Pese a ser la parte más desagradable del colegio, lo
cierto es que el ala oeste es lo más impresionante del edificio y ejerce una
lúgubre fascinación en aquel que lo mira. A su lado, las rojas paredes, los
elegantes balcones adornados de flores y las rectangulares y encantadoras sencillas
ventanas del resto de la casa se ven insípidas y faltas de atractivo. En cambio
me fascina la sensación añeja que me reporta mirar el ala oeste, casi como una
oleada de polvo con olor a moho. Si suena desagradable, pero es una perfecta
descripción -con la diferencia de que el impacto visual ejerce una influencia
agradable en mí- de lo que me invade cuando contemplo sus ventanales acabados
en pico, la balaustrada del techo que imitan a las almenas medievales, las
atalayas que se encaraman a la fachada, majestuosas y melancólicas. Ese es sin
duda uno de los detalles góticos más emblemáticos, los dos torreones que se
erigen alineados sobre dos de las esquinas superiores del ala. Ambos son
idénticos, con sus cónicos tejados escarpados acabados en una punta larga y
afilada y las grotescas gárgolas sobresaliendo de él; con sus amplias ventanas
de arcos ojivales divididas por un parteluz; con la luz lunar que cada noche se
filtraría en su oscuro y desolado interior.
Lo siguiente que examino es el jardín delantero que tengo
frente a mí. La entrada principal del colegio es afrancesada, con puertas
dobles absolutamente de madera pero con altorrelieves de flores que compensan
la falta de suntuosas cristaleras. Estos siguen diseños simétricos entintados
de dorado que destacan sobre la madera pintada de blanco.

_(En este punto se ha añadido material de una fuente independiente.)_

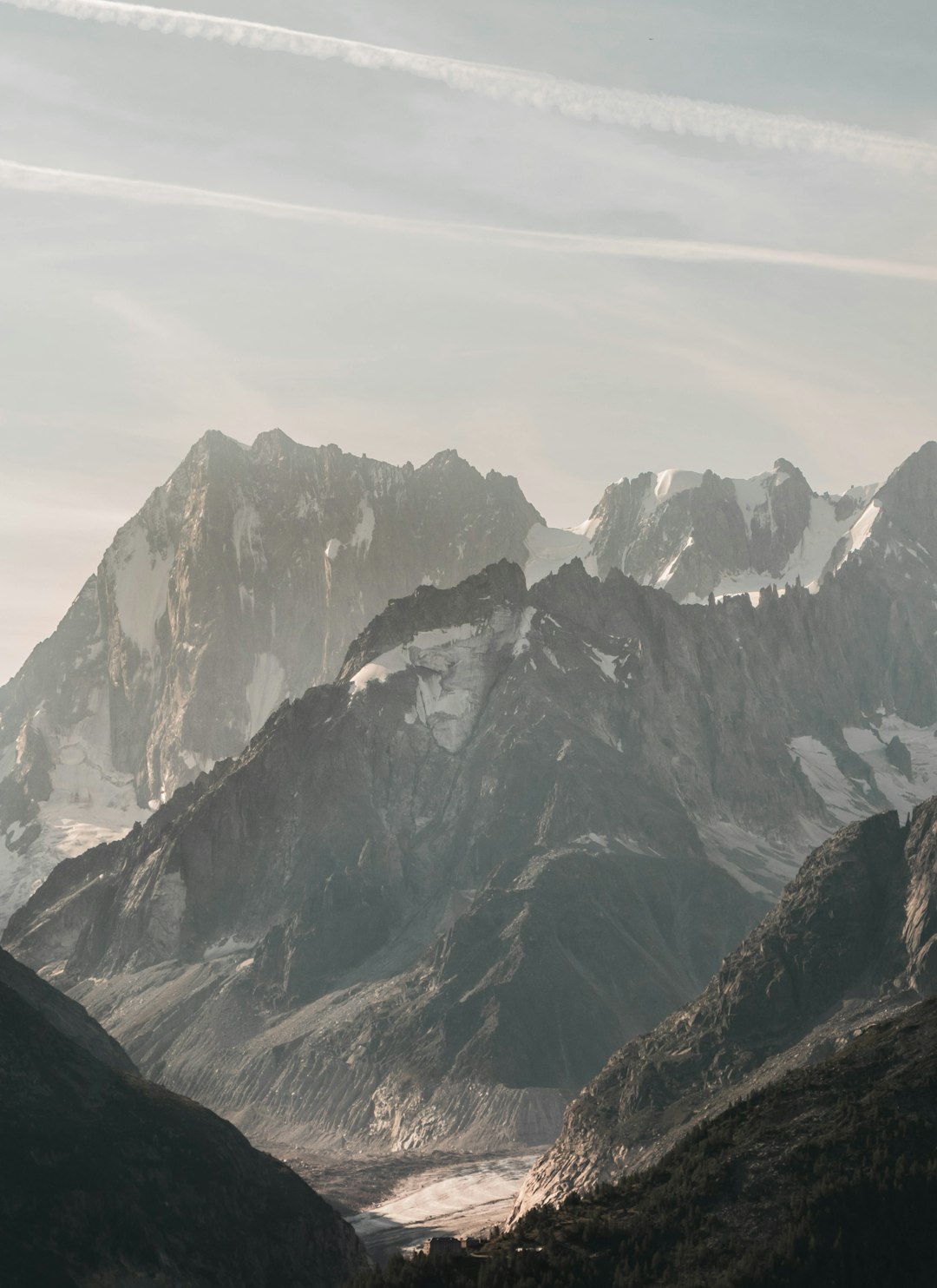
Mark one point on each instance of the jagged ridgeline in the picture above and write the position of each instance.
(241, 582)
(108, 1179)
(245, 577)
(524, 825)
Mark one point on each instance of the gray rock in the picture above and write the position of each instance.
(521, 827)
(852, 942)
(241, 582)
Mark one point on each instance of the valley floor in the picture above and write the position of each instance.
(398, 1200)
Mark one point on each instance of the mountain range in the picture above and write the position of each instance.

Ésta se encuentra en el bloque central y
frente a ella se extienden un par de peldaños que llevan al camino principal,
cubierto de gravilla y que conduce a la encumbrada verja negra que rodea el
edificio y parte del terreno formando un rectángulo. Personalmente la valla me parece un detalle
innecesario y poco práctico frente a la protección natural que brinda la
espesura del bosque. Aunque es probable que el bosque no sea el compañero
amistoso que me empeño en suponer y albergue peligros de los que es
recomendable guardarse.
Observo otro detalle que reclama mi atención: el camino
de entrada está franqueado por parterres que acunan rosales blancos. Por
supuesto, mi extrañeza no se basa en la especie escogida, es bien sabido que
las rosas blancas como aquellas son una flor aconsejable para ornar el entorno
de una dama grácil y respetable. De hecho, es una flor predecible para adornar
un lugar como aquel. Sin embargo, el jardín parece dormido, descuidado. Las rosas
crecen salvajes, no parecen haber sido podadas jamás. Muchas se resguardan bajo
un laberinto de tallos espinosos que la protegen de la vanidad exterior, de
aquellas manos humanas que quieren adueñarse de su belleza y matar su esplendor
por envidia.
Lo que me intriga es que parece tratarse de una dejadez
deliberada, dado que el edificio se conserva perfectamente, con un aspecto
elegante y suntuoso que habla de ser merecedor de la alta estima en que se
tiene. Y no solo el caserón. Parecen cuidar mucho los detalles; esto se ve en
el camino de gravilla, en las frescas flores que agitan sus vivos colores en
los alfeizares de las ventanas, en las hermosas fuentes escultóricas en
correcto funcionamiento que se distinguen a cada lado del dividido jardín. No es,
ni por asomo, un jardín abandonado. Y esa es la única excusa que podría tener
para ostentar unas rosas de aspecto tan silvestre.